RDC : au-delà des « agents fictifs », que révèle vraiment l’audit de la Police nationale congolaise ?
Le 10 juillet 2026, lors du 94e conseil des ministres, Jacquemain Shabani, vice-Premier ministre de l’Intérieur, a présenté le rapport de l’audit de la base de données de la Police nationale congolaise (PNC). Le constat est alarmant : sur les 157 886 dossiers recensés, près de 64 000 sont déclarés irréguliers. Cela signifie, entre autres, qu’environ 4 policiers sur 10 sont en situation irrégulière. Ces irrégularités pourraient représenter un manque à gagner annuel compris entre 99 et 233 millions de dollars américains pour l’État. Comment expliquer ces dysfonctionnements au sein de la PNC ? Et que peut-on attendre réellement de cet audit ?
Bonjour,
Je suis Clarisse Ngalula, fellow au pilier politique à Ebuteli. Vous écoutez le 28e épisode de la saison 6 de Po Na Biso, la capsule audio d’Ebuteli, qui analyse, chaque semaine, un sujet de l’actualité congolaise. Nous sommes le vendredi 17 juillet 2026.

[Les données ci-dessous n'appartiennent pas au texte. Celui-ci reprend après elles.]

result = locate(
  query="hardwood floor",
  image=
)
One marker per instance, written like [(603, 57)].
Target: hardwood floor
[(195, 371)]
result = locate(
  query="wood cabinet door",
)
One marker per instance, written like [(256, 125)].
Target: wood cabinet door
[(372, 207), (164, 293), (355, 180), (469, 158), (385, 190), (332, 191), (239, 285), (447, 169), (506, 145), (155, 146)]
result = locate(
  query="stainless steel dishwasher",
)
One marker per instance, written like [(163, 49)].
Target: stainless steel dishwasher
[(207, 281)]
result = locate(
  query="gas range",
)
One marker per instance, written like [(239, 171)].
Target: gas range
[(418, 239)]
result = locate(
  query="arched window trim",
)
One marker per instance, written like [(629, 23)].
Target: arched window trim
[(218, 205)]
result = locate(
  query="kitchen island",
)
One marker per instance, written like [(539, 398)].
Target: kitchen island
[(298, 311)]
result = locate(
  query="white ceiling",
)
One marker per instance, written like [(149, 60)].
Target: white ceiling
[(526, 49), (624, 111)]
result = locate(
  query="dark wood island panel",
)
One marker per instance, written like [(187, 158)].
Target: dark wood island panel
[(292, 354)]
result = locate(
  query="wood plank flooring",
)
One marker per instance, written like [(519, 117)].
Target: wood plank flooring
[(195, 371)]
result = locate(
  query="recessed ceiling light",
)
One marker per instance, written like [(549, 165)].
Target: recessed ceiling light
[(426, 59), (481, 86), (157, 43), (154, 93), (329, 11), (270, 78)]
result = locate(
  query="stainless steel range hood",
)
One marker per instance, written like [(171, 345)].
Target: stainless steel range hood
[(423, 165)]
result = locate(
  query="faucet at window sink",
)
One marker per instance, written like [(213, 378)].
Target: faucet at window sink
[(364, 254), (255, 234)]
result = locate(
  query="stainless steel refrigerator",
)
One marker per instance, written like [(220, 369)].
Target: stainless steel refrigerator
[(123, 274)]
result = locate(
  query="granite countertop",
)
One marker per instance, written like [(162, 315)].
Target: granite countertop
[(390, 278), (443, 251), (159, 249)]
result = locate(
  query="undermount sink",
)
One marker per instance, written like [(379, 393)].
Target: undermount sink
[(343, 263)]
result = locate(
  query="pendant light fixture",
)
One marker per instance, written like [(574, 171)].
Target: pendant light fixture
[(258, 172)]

Ces révélations illustrent un enjeu plus large : celui de la mise en œuvre des réformes publiques. C’est précisément l’un des aspects suivis par Landila, le nouveau baromètre d’Ebuteli consacré aux engagements du gouvernement. S’agissant de la police nationale, la loi de programmation de la réforme a été adoptée et promulguée le 1er juillet 2025. Cet audit révèle toutefois que l’application concrète de cette réforme demeure confrontée à d’importants défis.

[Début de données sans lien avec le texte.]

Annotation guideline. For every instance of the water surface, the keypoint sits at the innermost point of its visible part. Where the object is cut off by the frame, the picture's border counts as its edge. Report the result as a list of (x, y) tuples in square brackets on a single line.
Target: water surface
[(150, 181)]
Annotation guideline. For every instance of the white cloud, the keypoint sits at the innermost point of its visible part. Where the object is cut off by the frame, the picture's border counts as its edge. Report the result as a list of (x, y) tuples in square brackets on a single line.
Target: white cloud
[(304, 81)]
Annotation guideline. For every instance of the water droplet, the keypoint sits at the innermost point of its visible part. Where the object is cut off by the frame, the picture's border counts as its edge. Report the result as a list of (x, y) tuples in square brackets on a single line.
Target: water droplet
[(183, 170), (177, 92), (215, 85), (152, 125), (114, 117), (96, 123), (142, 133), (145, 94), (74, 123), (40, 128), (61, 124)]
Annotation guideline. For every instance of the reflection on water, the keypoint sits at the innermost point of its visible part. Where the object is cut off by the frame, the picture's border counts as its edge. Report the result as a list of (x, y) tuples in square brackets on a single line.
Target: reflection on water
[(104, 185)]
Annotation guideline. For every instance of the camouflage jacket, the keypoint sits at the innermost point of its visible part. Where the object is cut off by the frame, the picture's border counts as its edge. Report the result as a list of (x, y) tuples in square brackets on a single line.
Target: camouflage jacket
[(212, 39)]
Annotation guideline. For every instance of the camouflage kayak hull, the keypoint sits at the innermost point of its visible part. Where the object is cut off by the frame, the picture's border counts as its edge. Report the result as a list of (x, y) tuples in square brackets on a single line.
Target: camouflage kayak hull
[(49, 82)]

L’audit du fichier général de la police laisse entrevoir des situations irrégulières avoisinant la moitié des dossiers contrôlés : des policiers fantômes qui pourraient être assimilés aux agents décédés, retraités, déserteurs ou encore non enregistrés dans le fichier officiel de la PNC. Le cumul de fonctions et le doublon pourraient aggraver davantage la situation.
Pour assainir le fichier tant décrié, le gouvernement a été sollicité afin d’appuyer le processus de contrôle physique et d’octroi des cartes biométriques. À cet effet, Jacquemain Shabani a lancé le 9 juillet la phase opérationnelle de l’identification des effectifs de la police nationale congolaise. L’ opération sera déployée progressivement sur l’ensemble du territoire national, avec Kinshasa comme province pilote. Elle sera exécutée par la société Africa Business Agency (ABA), en collaboration avec les structures de la PNC.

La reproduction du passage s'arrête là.